On the occasion of Gitana’s 150th anniversary, a family lineage of racing yachts initiated in 1876, Olivia de Rothschild, Artistic Director of Caron, chose to celebrate a saga unlike any other, driven by values with which she deeply identifies: A determination and a drive to go beyond, shaped by deliberate sidesteps and innovation placed in the service of progress. This spirit finds a particular resonance in Caron’s history, and more specifically in Pour Un Homme.
A foundational tension
In 1876, on Lake Geneva, Julie de Rothschild inaugurated a racing yacht she named La Gitana. At a time when sailing remained largely a male dominated field, she chose speed, rigor, andc ompetition. Her gesture asserted both audacity and intellectual independence, shifting established boundaries. From the outset, driven by the imperative to go beyond limits, this momentum carried forward across generations. Each new vessel reexamines the previous one, innovating further, refining its line, recalibrating its course.
In 1934, Ernest Daltroff, perfumer and founder of the House, composed Pour Un Homme, one of the very first men’s fragrances, in an olfactory landscape then feminine. In this creation, born from a radical gesture that at odds with the conventions of its time, he united the vivid freshness of lavender with the enveloping warmth of vanilla, a note then largely associated with the feminine olfactory imagination. This encounter established the fragrance’s singularity, giving it its inherent tension and its disruptive force.
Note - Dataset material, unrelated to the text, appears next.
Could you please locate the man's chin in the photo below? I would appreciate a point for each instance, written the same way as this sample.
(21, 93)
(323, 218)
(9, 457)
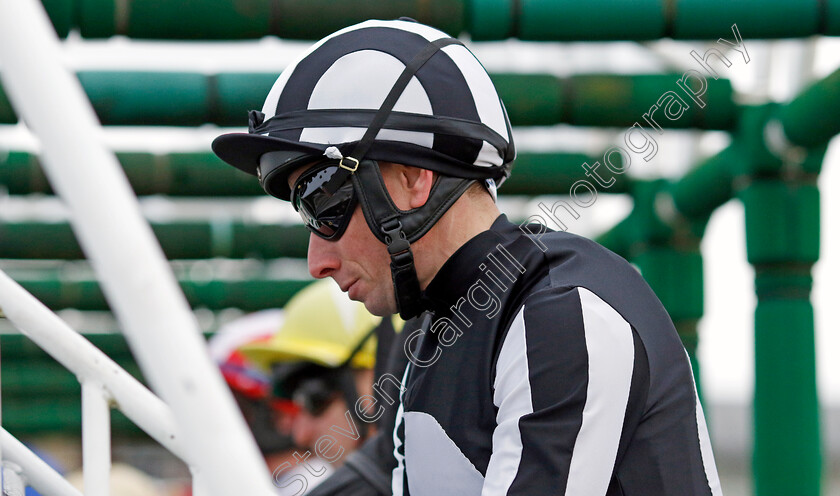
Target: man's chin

The dialogue between Gitana 18 and Pour Un Homme offers a particularly striking expression of this. A new-generation transoceanic trimaran, Gitana 18 is designed to transcend its own weight and take flight offshore. Between sea and air, between the vessel’s mass and its lift, its unfolds at sea, sustained by constant tension. Pour Un Homme similarly derives its uniqueness from a balance of contrasts, between freshness and warmth, between masculine and feminine. Once again, everything resides in this tension brought to its point of equilibrium
The body confronting the machine
To embody this tension, Olivia de Rothschild chose Bastien Dausse, a dancer and acrobat whose work develops through interaction with apparatuses designed to challenge the perception of gravity. In his practice, movement emerges from a close dialogue between the softness of gesture and the tension of the machine, between an impression of weightlessness and extreme technical precision. Suspended from the sails of this trimaran engineered to take flight offshore, his body translates this interplay of tensions into motion, extending its impulse and inheriting its rigor. Through him, the discipline of movement responds to the precision of the machine, in a relationship of control reminiscent of the dialogue with the trimaran, a conquered lightness reveals itself, born of mastery carried to its highest level.
At the core of these resonances lies a shared determination: to move beyond established lines, to make innovation a force for progress, and ultimately to open a space of liberation.